利益を求めるものと、結果として利益を得るものと…
欧米の「ビジネス=商売」と訳したのだろうが、「みずから(自ら)」と「おのずから(自ずから)」の違いだろう

モノのやりとりの違いだけだが…

その農業生産と工業生産のモノが違う。
工業生産は、様々な問題があれ、人間の努力で解決することができる
農業生産は、多くは天候の問題であり、人間の努力が反映されない
つまり作るのでなく、できるのである

モノが売れれば工業製品は量産する。
量産が出来なければ、希少価値で高値で販売する

ところが農業生産は、売れたと言っても量産はできない
一反歩の生産量は、太陽光が降り注ぐだけである。
量産できなければ希少価値で高価で取引されるか?と言ったら、
別に食べる必然性がないから、高値はつかないし、着いたとしても腐るから値段を安くなる
食べ物は必要だが、食べなくてはならないモノはないのである

「注文にあわせて量産をする」と言う事は農業では不可能であると言える
一反歩(300坪)の農地で作られるのは、倍々ゲームで量産できないのである
1トン採れたから、翌年は2トン、そしてその次は3トン、てな具合にいかない
ところが企業は、売れたら増産しなければ、ビジネスチャンスを逃す。
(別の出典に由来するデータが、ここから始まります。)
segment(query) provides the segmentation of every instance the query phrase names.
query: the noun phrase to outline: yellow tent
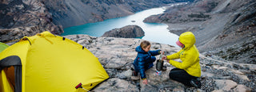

。
一反歩で量産できないと、今度は面積を広げる。計算では倍にすれば倍採れる
しかし、これに天候が加わる。天気が悪ければ、生産量は確保できない
だから農業に立脚した商売は、拡大しない。

効率が悪いのである
大規模農業で効率生産でコスト競争力を…という絵空事を言う人が多いが…
欧米でも大規模農業は補助金を貰わないとやっていけない。